Foto para ilustração do texto.
Zeferino veio da zona rural para tentar viver na cidade. Ele era uma verdadeira pamonha. Se não fosse a sua mulher se matar na lavação de roupa, na cata de café e na venda de coisas de porta em porta, o filho Pedrinho nem teria o que comer.

Não possuía uma profissão. Para a labuta de roça, ele não prestava. Morou de agregado em uma fazenda pelos lados da cidade de Camacho e, segundo contavam, era do tipo Jeca Tatu, o famoso personagem de Monteiro Lobato. A diferença é que Zeferino não tomava lombrigueiro e nem Biotônico Fontoura, portanto, era pior que o próprio Jeca, haja vista ter ficado a vida inteira como um lombriguento dizendo que isso ou aquilo não valia a pena. Até que um dia se viu sem qualquer expectativa de trabalho no campo e resolveu ir para a cidade. Mal sabia ele que na cidade a sobrevivência seria muito mais difícil, isso porque na cidade há gastos como casa para morar, consumo de luz, leite, água, verduras e outras coisas mais que empregado de fazendeiro, às vezes, não compra e nem paga.

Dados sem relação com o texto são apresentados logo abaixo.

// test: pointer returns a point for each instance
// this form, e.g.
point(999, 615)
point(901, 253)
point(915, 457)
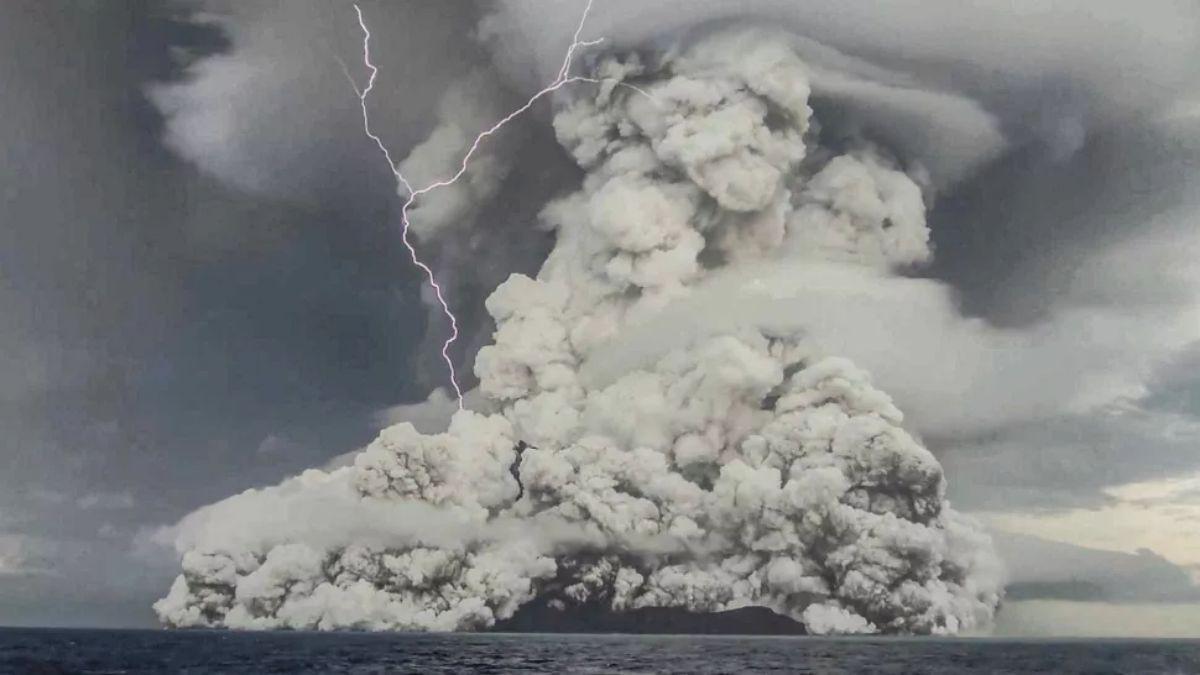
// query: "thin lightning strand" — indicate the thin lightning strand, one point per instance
point(563, 79)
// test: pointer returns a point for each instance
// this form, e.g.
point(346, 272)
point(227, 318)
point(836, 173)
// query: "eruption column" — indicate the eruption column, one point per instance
point(563, 79)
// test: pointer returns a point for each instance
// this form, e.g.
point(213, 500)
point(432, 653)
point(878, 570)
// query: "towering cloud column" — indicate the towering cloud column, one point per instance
point(737, 467)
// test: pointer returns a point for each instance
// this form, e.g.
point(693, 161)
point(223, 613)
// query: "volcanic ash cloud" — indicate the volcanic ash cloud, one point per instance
point(744, 467)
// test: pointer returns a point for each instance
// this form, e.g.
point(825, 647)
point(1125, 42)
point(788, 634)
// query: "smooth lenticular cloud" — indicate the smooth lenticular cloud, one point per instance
point(749, 465)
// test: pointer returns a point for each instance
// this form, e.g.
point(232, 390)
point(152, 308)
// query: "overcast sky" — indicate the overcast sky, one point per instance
point(203, 290)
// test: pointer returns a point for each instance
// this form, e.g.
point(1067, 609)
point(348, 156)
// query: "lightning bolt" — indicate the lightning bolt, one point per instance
point(563, 78)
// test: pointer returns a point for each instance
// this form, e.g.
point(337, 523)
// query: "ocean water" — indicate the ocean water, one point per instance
point(54, 651)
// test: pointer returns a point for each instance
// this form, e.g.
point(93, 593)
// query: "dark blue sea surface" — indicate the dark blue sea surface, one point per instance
point(37, 651)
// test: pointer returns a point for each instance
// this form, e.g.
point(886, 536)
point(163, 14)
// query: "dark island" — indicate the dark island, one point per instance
point(593, 617)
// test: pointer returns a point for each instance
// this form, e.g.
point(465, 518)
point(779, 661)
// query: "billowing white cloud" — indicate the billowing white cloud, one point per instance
point(745, 466)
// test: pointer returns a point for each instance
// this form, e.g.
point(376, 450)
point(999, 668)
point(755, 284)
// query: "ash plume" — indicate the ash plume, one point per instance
point(749, 465)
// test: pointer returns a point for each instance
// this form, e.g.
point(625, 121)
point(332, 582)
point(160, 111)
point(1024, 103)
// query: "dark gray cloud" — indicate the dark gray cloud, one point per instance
point(157, 327)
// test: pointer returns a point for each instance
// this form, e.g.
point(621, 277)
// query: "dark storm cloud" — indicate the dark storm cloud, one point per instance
point(155, 326)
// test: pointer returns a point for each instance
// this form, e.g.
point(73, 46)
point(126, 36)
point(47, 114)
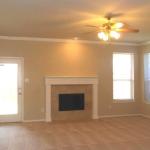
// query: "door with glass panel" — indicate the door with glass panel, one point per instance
point(10, 89)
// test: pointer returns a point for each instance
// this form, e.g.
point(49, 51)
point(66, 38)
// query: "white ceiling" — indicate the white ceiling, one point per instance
point(68, 18)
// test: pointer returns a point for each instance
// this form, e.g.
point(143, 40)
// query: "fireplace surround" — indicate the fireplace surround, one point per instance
point(51, 81)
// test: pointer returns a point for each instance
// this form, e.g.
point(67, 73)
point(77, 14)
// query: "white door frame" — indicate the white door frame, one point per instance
point(20, 61)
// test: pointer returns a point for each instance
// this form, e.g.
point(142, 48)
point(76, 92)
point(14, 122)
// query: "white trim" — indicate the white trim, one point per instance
point(146, 116)
point(39, 39)
point(20, 61)
point(116, 116)
point(49, 81)
point(145, 43)
point(38, 120)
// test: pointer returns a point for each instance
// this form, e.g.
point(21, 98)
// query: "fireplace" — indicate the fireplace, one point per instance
point(86, 107)
point(71, 102)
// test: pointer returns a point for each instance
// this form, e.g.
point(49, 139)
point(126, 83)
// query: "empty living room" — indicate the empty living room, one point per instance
point(74, 75)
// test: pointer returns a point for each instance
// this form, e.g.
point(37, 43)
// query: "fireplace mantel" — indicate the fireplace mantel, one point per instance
point(49, 81)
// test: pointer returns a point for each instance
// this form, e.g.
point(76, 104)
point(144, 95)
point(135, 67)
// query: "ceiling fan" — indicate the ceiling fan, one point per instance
point(112, 30)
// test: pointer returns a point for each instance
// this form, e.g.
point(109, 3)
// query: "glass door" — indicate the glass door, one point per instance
point(10, 90)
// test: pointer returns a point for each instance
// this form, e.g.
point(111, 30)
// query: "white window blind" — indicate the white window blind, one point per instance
point(123, 76)
point(147, 76)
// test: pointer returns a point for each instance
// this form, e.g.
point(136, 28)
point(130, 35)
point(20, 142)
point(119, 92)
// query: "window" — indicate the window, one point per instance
point(147, 76)
point(123, 76)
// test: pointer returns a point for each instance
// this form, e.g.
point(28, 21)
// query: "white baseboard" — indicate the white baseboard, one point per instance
point(40, 120)
point(146, 116)
point(115, 116)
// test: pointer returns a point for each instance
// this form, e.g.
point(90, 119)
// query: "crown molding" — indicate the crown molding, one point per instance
point(145, 43)
point(39, 39)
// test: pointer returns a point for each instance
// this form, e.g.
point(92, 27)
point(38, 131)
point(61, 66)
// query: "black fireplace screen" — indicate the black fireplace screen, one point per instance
point(69, 102)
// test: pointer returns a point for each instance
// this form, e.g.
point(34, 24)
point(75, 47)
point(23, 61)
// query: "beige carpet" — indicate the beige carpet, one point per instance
point(124, 133)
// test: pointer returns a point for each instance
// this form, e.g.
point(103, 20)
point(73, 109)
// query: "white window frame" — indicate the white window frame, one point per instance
point(131, 80)
point(146, 101)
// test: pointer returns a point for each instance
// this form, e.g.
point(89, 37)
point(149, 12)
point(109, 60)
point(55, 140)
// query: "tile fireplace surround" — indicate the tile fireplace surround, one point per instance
point(52, 81)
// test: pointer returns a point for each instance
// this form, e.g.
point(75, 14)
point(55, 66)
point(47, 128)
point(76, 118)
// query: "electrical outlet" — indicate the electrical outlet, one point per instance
point(42, 110)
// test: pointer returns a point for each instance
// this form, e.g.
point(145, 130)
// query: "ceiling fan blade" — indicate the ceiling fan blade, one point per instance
point(112, 15)
point(89, 32)
point(92, 26)
point(128, 30)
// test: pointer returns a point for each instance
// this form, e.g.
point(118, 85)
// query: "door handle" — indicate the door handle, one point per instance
point(19, 91)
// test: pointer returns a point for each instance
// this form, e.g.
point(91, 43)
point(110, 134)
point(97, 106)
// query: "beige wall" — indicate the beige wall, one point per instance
point(69, 59)
point(145, 107)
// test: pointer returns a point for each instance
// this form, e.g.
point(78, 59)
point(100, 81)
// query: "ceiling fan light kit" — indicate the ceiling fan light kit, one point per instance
point(112, 30)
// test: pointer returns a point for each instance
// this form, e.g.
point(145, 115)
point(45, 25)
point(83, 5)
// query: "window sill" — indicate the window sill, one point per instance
point(123, 101)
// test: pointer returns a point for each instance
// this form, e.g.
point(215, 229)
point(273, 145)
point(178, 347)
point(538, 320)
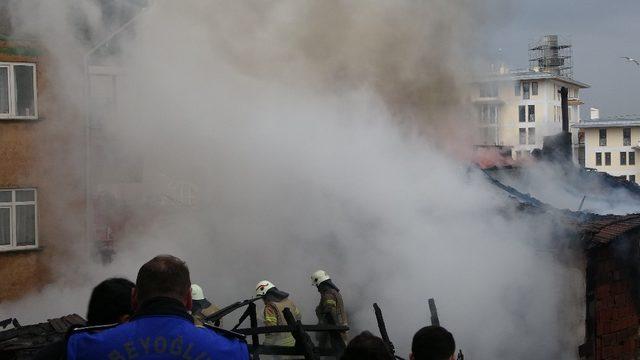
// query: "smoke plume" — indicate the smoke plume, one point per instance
point(277, 138)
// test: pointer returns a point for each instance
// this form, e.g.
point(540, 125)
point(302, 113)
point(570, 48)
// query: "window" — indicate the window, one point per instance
point(626, 136)
point(18, 220)
point(523, 136)
point(18, 90)
point(525, 91)
point(532, 136)
point(603, 137)
point(489, 114)
point(489, 90)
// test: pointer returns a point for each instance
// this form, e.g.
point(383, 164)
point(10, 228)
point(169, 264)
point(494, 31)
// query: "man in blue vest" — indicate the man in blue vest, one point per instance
point(161, 327)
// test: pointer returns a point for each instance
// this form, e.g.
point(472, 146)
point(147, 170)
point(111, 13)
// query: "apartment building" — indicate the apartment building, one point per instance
point(518, 108)
point(611, 144)
point(41, 186)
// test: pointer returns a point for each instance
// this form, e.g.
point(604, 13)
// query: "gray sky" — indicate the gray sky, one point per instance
point(601, 32)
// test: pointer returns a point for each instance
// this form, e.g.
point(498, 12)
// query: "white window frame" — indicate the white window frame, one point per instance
point(12, 91)
point(12, 219)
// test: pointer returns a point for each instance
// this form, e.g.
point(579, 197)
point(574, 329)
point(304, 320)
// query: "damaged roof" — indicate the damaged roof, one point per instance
point(599, 229)
point(23, 342)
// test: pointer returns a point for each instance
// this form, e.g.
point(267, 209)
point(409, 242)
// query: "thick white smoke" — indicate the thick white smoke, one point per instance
point(299, 128)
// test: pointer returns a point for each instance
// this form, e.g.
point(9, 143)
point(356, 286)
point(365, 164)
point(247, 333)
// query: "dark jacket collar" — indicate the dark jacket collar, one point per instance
point(199, 305)
point(327, 285)
point(162, 306)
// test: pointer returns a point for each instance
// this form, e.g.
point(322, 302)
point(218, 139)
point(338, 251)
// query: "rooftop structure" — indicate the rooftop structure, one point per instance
point(551, 54)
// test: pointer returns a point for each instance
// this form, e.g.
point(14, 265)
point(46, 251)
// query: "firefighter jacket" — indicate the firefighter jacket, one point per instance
point(200, 314)
point(273, 316)
point(330, 310)
point(161, 329)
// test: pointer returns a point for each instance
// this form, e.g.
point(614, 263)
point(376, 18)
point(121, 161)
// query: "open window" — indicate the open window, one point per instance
point(18, 95)
point(18, 219)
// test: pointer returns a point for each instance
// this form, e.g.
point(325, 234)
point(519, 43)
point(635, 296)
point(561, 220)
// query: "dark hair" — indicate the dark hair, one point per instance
point(164, 275)
point(366, 346)
point(109, 301)
point(433, 343)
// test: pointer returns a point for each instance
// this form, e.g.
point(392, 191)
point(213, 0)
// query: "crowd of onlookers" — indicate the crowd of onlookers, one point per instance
point(151, 319)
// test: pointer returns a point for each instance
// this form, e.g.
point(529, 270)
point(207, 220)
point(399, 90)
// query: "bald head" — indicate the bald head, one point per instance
point(164, 275)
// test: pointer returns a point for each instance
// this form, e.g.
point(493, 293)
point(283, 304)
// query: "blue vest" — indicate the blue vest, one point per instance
point(155, 337)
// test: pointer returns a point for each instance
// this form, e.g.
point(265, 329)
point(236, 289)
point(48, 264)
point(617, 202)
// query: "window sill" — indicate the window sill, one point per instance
point(19, 250)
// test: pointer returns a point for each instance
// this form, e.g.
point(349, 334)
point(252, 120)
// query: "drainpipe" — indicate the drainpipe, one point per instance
point(89, 216)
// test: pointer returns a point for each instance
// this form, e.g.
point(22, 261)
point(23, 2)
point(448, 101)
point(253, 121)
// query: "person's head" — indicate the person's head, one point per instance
point(319, 277)
point(110, 302)
point(165, 276)
point(433, 343)
point(196, 292)
point(366, 346)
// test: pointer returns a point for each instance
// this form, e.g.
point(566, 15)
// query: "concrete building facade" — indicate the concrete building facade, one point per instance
point(41, 183)
point(611, 145)
point(518, 109)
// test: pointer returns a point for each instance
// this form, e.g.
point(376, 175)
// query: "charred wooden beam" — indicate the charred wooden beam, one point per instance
point(435, 321)
point(303, 341)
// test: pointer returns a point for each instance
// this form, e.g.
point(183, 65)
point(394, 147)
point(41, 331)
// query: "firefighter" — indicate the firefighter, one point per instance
point(161, 327)
point(275, 301)
point(330, 310)
point(201, 306)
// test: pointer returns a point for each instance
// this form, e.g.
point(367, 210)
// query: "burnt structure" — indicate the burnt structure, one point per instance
point(23, 342)
point(612, 294)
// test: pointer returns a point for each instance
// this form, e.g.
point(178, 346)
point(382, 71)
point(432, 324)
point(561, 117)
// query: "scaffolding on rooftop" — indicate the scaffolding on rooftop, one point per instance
point(551, 54)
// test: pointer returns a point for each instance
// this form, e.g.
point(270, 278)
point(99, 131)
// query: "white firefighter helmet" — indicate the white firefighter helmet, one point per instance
point(263, 286)
point(196, 292)
point(318, 277)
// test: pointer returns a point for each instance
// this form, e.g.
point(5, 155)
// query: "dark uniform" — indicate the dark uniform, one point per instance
point(273, 315)
point(330, 310)
point(199, 314)
point(161, 329)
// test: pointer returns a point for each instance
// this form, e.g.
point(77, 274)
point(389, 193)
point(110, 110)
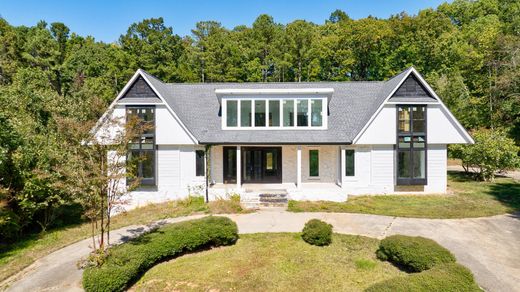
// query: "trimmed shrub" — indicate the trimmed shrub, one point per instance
point(442, 278)
point(128, 261)
point(317, 232)
point(413, 254)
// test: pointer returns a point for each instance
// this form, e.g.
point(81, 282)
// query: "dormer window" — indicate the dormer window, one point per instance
point(274, 112)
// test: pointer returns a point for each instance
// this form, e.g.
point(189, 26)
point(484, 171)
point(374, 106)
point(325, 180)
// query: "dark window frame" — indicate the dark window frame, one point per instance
point(411, 180)
point(200, 170)
point(150, 134)
point(317, 173)
point(353, 163)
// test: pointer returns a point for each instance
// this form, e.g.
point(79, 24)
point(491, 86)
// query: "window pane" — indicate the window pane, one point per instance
point(418, 142)
point(245, 113)
point(350, 163)
point(404, 142)
point(274, 113)
point(314, 163)
point(260, 113)
point(147, 162)
point(404, 119)
point(316, 110)
point(302, 108)
point(403, 164)
point(199, 163)
point(288, 113)
point(419, 164)
point(232, 113)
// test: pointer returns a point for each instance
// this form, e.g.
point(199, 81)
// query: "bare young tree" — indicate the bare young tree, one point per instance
point(96, 168)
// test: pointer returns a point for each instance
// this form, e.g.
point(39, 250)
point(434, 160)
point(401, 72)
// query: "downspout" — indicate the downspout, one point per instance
point(208, 169)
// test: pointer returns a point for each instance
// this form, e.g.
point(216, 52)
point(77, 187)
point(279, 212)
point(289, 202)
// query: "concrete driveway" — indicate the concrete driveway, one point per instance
point(489, 246)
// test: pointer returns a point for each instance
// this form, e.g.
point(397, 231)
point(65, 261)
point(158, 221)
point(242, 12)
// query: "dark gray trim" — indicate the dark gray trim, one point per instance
point(412, 181)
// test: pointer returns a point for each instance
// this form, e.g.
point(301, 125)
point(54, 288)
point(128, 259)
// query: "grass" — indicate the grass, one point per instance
point(274, 262)
point(469, 199)
point(17, 256)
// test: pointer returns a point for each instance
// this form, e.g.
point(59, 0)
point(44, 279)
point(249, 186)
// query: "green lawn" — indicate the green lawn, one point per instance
point(468, 198)
point(15, 257)
point(274, 262)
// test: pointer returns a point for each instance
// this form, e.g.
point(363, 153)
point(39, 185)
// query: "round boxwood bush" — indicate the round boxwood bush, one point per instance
point(317, 232)
point(413, 254)
point(127, 262)
point(441, 278)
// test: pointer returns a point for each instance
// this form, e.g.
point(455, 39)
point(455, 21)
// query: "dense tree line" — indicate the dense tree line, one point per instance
point(469, 51)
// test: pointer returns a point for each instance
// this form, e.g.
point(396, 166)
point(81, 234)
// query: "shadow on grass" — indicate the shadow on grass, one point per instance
point(507, 193)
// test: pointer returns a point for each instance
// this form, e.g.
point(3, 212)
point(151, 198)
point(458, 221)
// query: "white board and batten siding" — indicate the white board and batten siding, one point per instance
point(175, 161)
point(376, 157)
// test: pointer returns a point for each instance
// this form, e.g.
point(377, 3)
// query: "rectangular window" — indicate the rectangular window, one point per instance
point(411, 145)
point(141, 154)
point(303, 112)
point(232, 113)
point(350, 162)
point(314, 163)
point(316, 113)
point(260, 113)
point(200, 165)
point(274, 113)
point(288, 113)
point(245, 113)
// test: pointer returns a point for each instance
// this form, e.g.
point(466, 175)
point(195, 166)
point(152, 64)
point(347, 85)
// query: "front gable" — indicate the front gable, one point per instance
point(442, 126)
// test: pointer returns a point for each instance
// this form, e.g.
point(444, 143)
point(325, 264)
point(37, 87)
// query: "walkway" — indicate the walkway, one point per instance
point(490, 246)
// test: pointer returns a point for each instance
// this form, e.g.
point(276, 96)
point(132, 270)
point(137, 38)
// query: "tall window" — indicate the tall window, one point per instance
point(232, 113)
point(245, 113)
point(259, 113)
point(200, 165)
point(303, 112)
point(288, 113)
point(274, 113)
point(411, 145)
point(350, 162)
point(142, 148)
point(316, 112)
point(314, 163)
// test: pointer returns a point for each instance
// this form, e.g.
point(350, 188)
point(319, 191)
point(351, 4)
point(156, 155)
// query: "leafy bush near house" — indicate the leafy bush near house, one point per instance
point(441, 278)
point(493, 151)
point(317, 232)
point(126, 262)
point(413, 254)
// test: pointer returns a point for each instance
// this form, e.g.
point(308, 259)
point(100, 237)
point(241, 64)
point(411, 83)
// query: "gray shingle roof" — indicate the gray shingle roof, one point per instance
point(351, 106)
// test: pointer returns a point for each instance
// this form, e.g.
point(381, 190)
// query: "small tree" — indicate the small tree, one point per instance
point(493, 151)
point(97, 171)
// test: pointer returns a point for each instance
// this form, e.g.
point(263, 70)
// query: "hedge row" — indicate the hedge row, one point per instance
point(413, 254)
point(441, 278)
point(317, 232)
point(127, 262)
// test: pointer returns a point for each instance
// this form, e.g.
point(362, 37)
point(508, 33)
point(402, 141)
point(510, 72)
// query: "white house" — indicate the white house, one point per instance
point(312, 141)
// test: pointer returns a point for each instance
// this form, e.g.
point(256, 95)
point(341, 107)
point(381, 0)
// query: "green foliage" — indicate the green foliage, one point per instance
point(317, 232)
point(414, 254)
point(442, 278)
point(493, 151)
point(125, 263)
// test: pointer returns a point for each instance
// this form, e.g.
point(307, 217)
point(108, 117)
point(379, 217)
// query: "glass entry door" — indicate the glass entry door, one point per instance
point(262, 165)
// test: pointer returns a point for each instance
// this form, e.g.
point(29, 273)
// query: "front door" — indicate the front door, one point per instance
point(262, 165)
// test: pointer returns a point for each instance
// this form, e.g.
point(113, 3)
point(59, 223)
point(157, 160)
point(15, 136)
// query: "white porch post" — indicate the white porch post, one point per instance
point(299, 166)
point(239, 168)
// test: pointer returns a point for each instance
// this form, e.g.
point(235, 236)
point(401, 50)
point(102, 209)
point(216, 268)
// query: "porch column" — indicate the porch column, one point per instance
point(299, 166)
point(239, 167)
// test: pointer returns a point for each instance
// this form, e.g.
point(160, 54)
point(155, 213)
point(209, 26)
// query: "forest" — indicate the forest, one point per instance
point(52, 79)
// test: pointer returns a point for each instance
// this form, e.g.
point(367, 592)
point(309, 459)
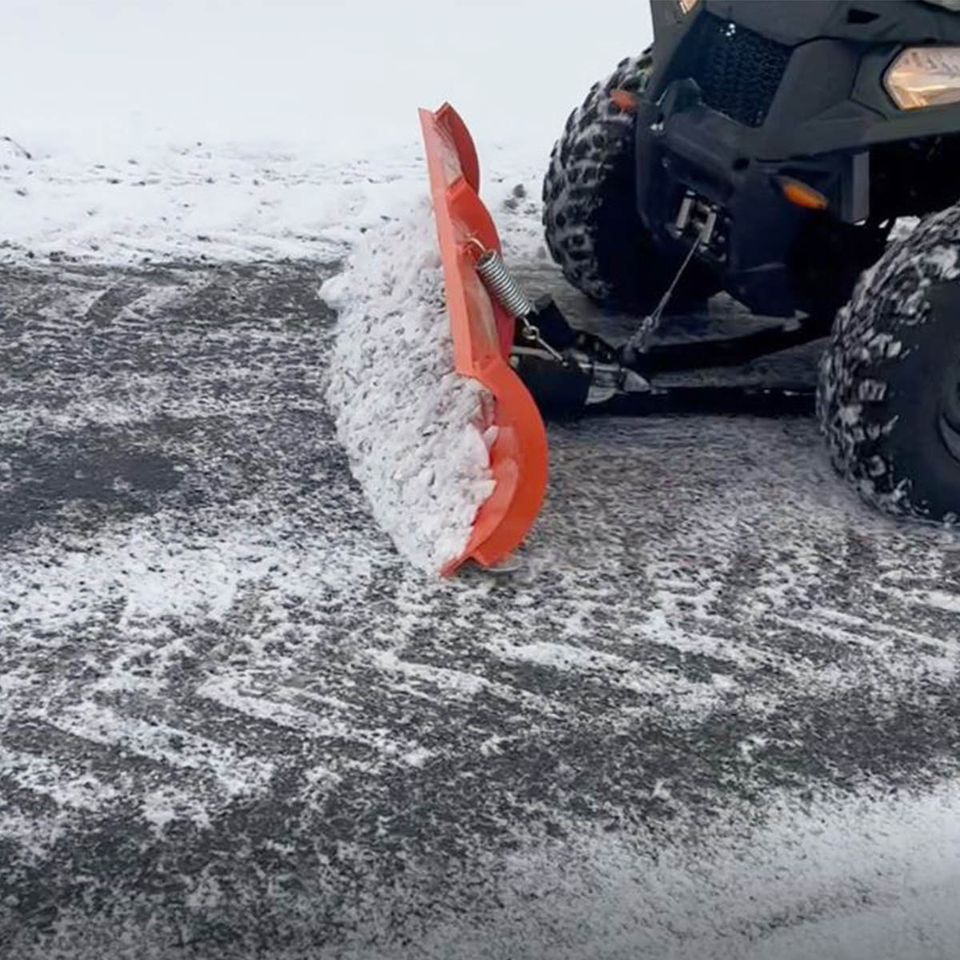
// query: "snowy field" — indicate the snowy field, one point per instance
point(711, 712)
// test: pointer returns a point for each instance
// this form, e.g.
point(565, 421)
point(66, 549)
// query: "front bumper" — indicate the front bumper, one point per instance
point(746, 93)
point(684, 148)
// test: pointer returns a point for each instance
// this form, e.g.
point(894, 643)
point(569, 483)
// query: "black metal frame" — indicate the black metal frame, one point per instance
point(559, 368)
point(826, 120)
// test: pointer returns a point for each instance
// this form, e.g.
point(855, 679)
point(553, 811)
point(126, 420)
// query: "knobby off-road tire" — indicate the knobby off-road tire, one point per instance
point(590, 215)
point(889, 394)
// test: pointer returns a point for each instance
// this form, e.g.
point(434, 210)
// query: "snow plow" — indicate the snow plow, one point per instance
point(709, 166)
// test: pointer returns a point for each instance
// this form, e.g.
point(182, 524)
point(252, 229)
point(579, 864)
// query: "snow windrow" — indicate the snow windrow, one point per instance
point(412, 428)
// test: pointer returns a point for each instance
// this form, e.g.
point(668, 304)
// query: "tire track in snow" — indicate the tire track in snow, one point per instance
point(228, 647)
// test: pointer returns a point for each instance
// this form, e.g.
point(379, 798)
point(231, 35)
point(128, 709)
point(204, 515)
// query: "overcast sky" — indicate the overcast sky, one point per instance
point(345, 72)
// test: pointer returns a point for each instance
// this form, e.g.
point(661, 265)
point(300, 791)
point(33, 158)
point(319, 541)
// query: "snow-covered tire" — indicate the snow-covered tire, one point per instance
point(591, 222)
point(889, 393)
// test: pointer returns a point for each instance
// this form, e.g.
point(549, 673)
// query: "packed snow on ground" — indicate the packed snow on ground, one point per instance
point(416, 433)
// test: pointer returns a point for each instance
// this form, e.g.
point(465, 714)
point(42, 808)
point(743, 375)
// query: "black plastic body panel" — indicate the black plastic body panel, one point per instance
point(826, 111)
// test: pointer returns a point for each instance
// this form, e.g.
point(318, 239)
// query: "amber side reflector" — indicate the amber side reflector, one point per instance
point(625, 100)
point(800, 195)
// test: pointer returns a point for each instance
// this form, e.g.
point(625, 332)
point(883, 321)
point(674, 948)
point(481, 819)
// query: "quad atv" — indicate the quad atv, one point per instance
point(778, 152)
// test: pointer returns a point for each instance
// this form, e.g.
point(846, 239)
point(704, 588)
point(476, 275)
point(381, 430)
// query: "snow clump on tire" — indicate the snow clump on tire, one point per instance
point(883, 374)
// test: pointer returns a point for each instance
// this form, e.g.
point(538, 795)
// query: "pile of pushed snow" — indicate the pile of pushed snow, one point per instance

O único serviço que Zeferino arrumou foi o de servente de pedreiro. Todavia, chegou um determinado momento que nenhum pedreiro o queria como seu ajudante. Ele era mole demais, reclamava de tudo, chegava atrasado ao serviço e era sempre escravo do relógio. Vivia se queixando de ser pobre e era, demasiadamente, invejoso. Para ele, Deus não era justo porque uns tinham carro e outros, como ele, não tinham. Alguns possuíam casa para morar e outros, como ele, não possuíam. Além disso, ele reclamava de não poder comer carne todos os dias, uma vez que esta era a iguaria que Zeferino mais gostava.
Galinha que caísse em seu terreiro entrava na sua panela. O mandiocal no lote vizinho do Antônio do Bastião quase acabou. Zeferino estava tão à vontade para roubar as mandiocas do Antônio que chegava a arrancá-las para vender.
Zeferino era um sujeito bem feio. Ele era baixo, cheio, cabelo amarelado com a forte aparência de sujo, com barba de bode, tinha apenas o queixo e o bigode, com dentes mal cuidados e uma grande pinta junto ao pé do cabelo e ainda uma grande verruga no alto da orelha esquerda parecendo um brinco de cabeça para baixo. Com uma voz mansa, muitas vezes, precisava pedir para repetir o que dizia. Devia ter uns trinta anos, mais ou menos. Era casado com uma mulher completamente avessa a ele, pois ela era trabalhadeira e muito bonita. Quando passava notava-se o seu corpo balançando dentro do vestido e os apreciadores comentavam: “O que essa mulher viu naquele Zeferino? Isso é um bife na boca de um cachorro!”

Eles tinham apenas um filho. Pedrinho com apenas seis anos de idade, era como diziam: “O pai escarrado”. Dava para ver que o filho seria no futuro o espelho do pai.

Era tipo de marido que não aborrecia a mulher. Vivia elogiando a patroa e, constantemente, dizia que se tratava de uma mulher honrada, que não o traía e que, ao final, teria dado muita sorte ao encontrá-la na vida. O vizinho dos fundos, que também era dono do barraco em que vivia Zeferino, criava galinhas soltas e, às vezes, passava para o pequeno quintal de Zeferino um frango ou uma galinha que nunca mais voltavam. Ele, cuidadosamente, furava um buraco e enterrava as penas do galináceo. Gostava bastante de uma galinha feita à moda cabidela, com quiabo e angu, acompanhados de arroz e uma caprichada garrafa de pinga e, para isso, era esperto.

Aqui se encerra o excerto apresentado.